Also in the flat slab 20, the internal truss bars 21 and the like are not fixed to the column 10, but are joined to the recess 12 formed in the column 10, and are further arranged in a grid pattern along the outer periphery of the column 10. The upper end well reinforcing bar (reinforcing bar) 15 and the lower end well reinforcing bar (reinforcing bar) 16 are arranged at the upper and lower portions in the thickness direction of the flat slab 11 and surround the column 10. Thus, a plurality of ring bars (reinforcing bars) 17 are arranged coaxially.
In addition, the code | symbol 23 in a figure is a joint for the crack induction of the pillar 10 formed in the joining edge with the pillar 10 of the flat slab 20, and soundproofing.

Next, an embodiment in which the method for constructing a column and a beamless slab according to the present invention is applied to the joint structure between the column and the beamless slab shown in the first embodiment will be described with reference to FIG. .
First, in a factory or the like, a column 10 made of PCa having a length dimension extending over a plurality of layers (two layers in the figure) and having a recess 12 formed in a joint portion of the flat slab 11 is manufactured.

  Next, as shown in FIGS. 7A and 7B, after this pillar 10 is carried into the construction site and built by grout integration on the upper part of the preceding pillar 10, it is placed on the preceding flat slab 11. A standing frame 30 is used to place a frame 31 for placing the flat slab 11 between the outer frame 1 and the recess 12 below the column 10 and between the recess 12 and the inner frame 4. To do. The flat slab 11 is constructed as shown in Fig. 7 (c) by placing concrete in the mold 31 and then placing concrete.

Next, as shown in FIG. 7 (d), a temporary support 32 is erected on the constructed flat slab 11, and between the recess 12 above the column 10 and the outer frame 1 and the inner frame 4, Similarly, a mold 33 for placing the flat slab 11 on the upper floor is installed, and after placing the reinforcing bars 11a in the mold 33, concrete is placed, thereby FIG. 7 (e).

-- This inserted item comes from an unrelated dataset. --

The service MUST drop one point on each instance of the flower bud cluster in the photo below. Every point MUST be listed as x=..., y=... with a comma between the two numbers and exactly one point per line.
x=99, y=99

The upper flat slab 11 is constructed as shown in FIG.
Then, by repeating the steps shown in FIGS. 7A to 7D sequentially upward, a high-rise or super-high-rise building frame is constructed.

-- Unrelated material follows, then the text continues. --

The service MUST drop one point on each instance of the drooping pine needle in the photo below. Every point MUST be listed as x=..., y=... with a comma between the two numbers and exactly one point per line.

  When applied to the joint structure of the second embodiment shown in FIGS. 4 and 5, the end of the half PCa plate 22 for placing the flat slab 20 on the column 10 side is attached to the support metal 25. Support by. Then, after placing the upper end well reinforcement 15, the lower end well reinforcement 16 and the ring reinforcement 17 on the half PCa plate 22, by placing the cast-in-place concrete 26 on the half PCa plate 22, The flat slab 20 is constructed.

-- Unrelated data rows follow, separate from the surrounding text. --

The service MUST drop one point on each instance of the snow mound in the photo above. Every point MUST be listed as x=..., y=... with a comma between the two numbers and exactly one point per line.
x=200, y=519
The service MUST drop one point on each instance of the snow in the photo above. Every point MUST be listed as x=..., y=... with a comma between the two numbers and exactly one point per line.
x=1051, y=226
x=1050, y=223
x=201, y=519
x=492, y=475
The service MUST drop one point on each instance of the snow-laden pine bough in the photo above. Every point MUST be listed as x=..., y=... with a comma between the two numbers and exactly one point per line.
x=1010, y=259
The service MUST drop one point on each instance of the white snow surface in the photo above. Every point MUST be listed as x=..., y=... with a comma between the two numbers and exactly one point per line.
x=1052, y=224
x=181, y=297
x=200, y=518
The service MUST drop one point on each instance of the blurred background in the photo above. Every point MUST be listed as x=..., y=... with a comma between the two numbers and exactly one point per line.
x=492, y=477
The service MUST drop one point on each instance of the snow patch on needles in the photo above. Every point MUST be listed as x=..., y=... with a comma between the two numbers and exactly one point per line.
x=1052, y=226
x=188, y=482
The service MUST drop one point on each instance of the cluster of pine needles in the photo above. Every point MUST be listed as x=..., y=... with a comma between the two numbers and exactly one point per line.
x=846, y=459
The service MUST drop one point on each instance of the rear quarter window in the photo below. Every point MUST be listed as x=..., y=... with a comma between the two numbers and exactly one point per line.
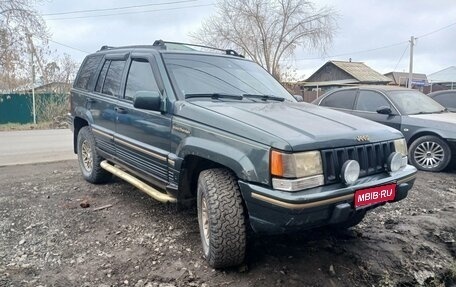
x=446, y=99
x=87, y=71
x=341, y=99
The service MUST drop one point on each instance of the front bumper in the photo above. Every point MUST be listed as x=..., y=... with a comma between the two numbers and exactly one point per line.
x=273, y=211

  In addition, in the said embodiment, while using the thing made from PCa as the pillar 10, as for the flat slabs 11 and 20, the thing by the cast-in-place concrete which installed the general formwork 31 and 33, and half PCa boards 22, such as an omni board, etc. However, the present invention is not limited to this, for example, the column is also constructed by a general cast-in-place concrete. A thing may be used.

  If the construction method in this case is illustrated, the reinforcement of a pillar and a formwork will be first constructed in the field. At this time, the mold is manufactured in such a manner that the concave portion 12 is formed at the joint portion between the column and the flat slab. Then, by placing concrete in the mold, the pillar 10 with the recess 12 is constructed, and after the concrete of the pillar 10 is cured to a degree sufficient to form a joint, the flat 10 Concrete is placed in the formwork for the slab 11. Thereby, the column 10 and the flat slab 11 can be joined to each other without being integrated.

  At this time, in order to join the column 10 and the flat slab 11 together without integrating them, a release agent is applied to the surface of the concave portion 12 which becomes the concrete interface between the column 10 and the flat slab 11 in advance. Alternatively, the sheet may be sandwiched.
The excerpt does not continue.